Side-channel analysis (SCA) poses a real-world threat by exploiting unintentional physical signals to extract secret information from secure devices. Evaluation labs also use the same techniques to certify device security. In recent years, deep learning has emerged as a prominent method for SCA, achieving state-of-the-art attack performance at the cost of interpretability. Understanding how neural networks extract secrets is crucial for security evaluators aiming to defend against such attacks, as only by understanding the attack can one propose better countermeasures. In this work, we apply mechanistic interpretability to neural networks trained for SCA, revealing \textit{how} models exploit \textit{what} leakage in side-channel traces. We focus on sudden jumps in performance to reverse engineer learned representations, ultimately recovering secret masks and moving the evaluation process from black-box to white-box. Our results show that mechanistic interpretability can scale to realistic SCA settings, even when relevant inputs are sparse, model accuracies are low, and side-channel protections prevent standard input interventions.

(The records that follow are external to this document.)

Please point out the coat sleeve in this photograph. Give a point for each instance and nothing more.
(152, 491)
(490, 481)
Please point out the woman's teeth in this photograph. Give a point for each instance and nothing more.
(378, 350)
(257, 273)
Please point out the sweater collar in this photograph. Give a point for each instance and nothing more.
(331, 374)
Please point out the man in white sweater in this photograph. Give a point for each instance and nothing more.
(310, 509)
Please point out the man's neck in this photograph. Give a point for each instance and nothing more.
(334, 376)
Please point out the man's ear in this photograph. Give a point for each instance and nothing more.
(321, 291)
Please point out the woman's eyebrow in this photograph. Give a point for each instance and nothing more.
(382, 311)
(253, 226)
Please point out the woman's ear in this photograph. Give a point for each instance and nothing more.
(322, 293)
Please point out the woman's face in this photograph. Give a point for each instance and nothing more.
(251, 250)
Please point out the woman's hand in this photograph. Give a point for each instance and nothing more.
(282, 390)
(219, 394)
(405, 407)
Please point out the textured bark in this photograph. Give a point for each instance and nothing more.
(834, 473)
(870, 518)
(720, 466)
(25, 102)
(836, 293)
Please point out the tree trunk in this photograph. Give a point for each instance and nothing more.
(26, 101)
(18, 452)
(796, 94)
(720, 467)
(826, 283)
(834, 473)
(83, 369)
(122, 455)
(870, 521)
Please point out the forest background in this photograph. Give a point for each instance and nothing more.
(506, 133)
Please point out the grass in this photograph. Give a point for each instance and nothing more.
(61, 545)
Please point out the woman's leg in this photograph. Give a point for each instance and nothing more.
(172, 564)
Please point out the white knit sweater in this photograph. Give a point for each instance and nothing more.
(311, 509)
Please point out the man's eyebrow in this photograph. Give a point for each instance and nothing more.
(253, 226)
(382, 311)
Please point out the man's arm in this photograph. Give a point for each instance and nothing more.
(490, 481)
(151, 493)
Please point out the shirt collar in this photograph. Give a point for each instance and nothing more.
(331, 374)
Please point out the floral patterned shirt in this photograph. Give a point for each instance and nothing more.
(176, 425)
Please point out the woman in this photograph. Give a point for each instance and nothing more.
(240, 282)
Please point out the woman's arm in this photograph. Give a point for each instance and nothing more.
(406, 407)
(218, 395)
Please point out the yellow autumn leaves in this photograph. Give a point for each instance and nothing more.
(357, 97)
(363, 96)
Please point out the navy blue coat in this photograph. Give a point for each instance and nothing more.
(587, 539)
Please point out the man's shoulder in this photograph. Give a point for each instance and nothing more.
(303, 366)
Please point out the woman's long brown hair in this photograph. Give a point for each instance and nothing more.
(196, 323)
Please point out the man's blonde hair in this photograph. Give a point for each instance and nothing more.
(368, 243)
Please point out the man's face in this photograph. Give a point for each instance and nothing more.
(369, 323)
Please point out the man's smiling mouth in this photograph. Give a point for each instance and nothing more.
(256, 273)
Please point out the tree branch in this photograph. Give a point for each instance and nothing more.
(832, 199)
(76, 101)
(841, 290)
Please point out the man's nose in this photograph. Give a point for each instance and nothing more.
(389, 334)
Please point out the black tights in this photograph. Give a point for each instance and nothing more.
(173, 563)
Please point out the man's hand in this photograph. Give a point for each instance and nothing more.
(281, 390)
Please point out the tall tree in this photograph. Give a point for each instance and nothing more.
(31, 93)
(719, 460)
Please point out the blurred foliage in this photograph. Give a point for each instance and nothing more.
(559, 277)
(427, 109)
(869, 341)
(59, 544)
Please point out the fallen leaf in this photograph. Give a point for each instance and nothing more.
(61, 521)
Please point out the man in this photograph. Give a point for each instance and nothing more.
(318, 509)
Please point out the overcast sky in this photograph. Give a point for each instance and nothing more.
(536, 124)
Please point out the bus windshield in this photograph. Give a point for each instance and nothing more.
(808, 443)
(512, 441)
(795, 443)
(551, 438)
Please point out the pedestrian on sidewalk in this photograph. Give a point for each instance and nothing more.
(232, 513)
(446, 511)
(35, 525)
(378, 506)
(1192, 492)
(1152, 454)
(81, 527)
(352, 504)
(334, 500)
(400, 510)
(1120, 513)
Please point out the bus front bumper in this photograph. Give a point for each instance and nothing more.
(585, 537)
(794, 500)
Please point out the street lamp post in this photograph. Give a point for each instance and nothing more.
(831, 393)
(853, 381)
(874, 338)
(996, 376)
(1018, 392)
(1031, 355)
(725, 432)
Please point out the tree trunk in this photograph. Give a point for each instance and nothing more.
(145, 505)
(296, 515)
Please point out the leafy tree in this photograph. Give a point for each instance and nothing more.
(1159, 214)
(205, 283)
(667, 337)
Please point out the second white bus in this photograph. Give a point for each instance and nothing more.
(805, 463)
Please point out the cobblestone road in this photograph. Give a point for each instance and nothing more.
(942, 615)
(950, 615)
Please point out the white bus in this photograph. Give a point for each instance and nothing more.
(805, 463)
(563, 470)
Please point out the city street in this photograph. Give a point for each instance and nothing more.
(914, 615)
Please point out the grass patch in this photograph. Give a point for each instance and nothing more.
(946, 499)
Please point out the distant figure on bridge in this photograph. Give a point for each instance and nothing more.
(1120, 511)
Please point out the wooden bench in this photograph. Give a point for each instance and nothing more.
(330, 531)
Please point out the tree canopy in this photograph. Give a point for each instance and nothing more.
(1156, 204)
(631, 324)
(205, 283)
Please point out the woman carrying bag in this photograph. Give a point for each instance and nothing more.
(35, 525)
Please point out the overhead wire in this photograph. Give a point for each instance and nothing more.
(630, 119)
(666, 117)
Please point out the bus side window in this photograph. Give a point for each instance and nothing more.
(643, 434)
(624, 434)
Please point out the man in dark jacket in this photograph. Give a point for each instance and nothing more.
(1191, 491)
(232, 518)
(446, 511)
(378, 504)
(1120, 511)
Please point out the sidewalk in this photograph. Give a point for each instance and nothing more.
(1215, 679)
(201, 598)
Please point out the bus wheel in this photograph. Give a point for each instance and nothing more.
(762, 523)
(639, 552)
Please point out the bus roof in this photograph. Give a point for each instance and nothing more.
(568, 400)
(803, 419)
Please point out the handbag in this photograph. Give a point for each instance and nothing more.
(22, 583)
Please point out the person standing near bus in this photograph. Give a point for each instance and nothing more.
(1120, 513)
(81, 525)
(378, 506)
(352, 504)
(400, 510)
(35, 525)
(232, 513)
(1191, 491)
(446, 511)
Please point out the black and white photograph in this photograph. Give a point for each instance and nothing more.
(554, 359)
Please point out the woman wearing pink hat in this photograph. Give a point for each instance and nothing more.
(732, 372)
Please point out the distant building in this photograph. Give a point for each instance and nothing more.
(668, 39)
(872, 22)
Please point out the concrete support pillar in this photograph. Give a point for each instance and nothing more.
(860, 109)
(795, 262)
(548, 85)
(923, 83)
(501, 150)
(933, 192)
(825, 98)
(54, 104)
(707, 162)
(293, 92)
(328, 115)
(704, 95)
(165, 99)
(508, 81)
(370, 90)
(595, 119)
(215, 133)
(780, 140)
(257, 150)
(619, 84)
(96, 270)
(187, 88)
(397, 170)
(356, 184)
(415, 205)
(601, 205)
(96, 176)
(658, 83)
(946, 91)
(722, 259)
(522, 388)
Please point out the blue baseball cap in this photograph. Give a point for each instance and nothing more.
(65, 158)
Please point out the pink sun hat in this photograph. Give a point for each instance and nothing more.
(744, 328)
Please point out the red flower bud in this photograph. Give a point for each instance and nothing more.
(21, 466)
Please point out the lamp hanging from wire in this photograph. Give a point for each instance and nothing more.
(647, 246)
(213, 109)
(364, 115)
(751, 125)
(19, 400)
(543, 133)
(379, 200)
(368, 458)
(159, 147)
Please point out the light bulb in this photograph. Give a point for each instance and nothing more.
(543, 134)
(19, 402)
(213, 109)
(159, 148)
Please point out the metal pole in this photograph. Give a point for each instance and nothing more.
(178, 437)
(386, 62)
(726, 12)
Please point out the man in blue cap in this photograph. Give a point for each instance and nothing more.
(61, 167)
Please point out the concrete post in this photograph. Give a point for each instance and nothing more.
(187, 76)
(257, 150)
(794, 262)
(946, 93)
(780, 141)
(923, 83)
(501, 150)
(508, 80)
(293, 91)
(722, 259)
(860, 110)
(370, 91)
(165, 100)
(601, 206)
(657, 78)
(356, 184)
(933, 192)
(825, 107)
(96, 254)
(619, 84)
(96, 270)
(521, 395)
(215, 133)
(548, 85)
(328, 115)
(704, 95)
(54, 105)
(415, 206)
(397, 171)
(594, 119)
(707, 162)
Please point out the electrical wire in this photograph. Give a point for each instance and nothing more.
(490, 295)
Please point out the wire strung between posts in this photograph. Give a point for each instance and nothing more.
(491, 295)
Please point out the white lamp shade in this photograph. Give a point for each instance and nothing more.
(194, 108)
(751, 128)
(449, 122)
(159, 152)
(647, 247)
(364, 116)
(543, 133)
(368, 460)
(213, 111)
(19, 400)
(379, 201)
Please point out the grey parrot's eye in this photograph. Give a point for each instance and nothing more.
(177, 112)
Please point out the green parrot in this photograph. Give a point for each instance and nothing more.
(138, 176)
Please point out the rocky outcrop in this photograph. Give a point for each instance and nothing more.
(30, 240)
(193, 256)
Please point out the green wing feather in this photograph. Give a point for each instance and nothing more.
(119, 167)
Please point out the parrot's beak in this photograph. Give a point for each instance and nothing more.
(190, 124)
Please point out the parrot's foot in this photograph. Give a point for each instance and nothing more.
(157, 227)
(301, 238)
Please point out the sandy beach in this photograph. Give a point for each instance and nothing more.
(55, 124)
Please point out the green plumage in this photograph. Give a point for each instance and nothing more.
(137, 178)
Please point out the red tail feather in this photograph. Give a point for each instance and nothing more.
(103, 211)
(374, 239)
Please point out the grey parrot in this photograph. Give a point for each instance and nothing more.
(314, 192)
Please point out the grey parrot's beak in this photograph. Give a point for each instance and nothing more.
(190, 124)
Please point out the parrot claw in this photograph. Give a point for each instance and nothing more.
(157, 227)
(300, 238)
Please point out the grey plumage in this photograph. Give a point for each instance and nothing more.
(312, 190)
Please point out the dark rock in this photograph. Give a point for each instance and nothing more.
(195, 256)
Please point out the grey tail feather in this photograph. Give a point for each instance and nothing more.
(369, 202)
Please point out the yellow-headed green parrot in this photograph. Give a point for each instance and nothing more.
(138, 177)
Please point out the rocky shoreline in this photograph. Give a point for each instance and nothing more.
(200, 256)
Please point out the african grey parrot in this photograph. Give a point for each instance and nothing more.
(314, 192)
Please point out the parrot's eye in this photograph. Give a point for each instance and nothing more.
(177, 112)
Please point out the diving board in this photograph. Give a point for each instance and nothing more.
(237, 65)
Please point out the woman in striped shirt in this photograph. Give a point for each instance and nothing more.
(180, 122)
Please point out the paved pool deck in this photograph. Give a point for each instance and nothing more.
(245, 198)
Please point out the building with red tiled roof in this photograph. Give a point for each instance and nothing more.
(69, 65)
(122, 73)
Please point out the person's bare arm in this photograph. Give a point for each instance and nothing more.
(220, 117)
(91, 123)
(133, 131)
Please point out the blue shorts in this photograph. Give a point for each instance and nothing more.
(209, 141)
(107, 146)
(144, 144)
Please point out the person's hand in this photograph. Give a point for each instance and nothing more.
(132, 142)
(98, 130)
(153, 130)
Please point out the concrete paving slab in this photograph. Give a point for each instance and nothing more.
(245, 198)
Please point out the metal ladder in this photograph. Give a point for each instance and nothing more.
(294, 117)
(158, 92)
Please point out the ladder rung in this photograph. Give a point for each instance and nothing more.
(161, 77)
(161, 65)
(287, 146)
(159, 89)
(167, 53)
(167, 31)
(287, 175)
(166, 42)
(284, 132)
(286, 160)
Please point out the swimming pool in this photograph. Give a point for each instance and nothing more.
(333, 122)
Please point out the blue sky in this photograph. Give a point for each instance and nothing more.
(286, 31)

翻译：侧信道分析通过利用非预期的物理信号从安全设备中提取机密信息，构成了现实世界中的安全威胁。评估实验室同样采用此类技术对设备安全性进行认证。近年来，深度学习已成为侧信道分析的重要方法，以可解释性为代价实现了最先进的攻击性能。对于旨在防御此类攻击的安全评估者而言，理解神经网络如何提取机密信息至关重要——只有理解攻击机制，才能提出更有效的防护对策。本研究将机制可解释性方法应用于为侧信道分析训练的神经网络，揭示了模型如何利用侧信道轨迹中的何种泄漏信息。我们聚焦于性能突变现象以逆向工程学习到的表征，最终成功恢复秘密掩码，并将评估过程从黑盒转向白盒。研究结果表明，即使在相关输入稀疏、模型准确率较低且侧信道防护措施阻碍标准输入干预的现实场景下，机制可解释性方法仍可扩展至实际侧信道分析环境。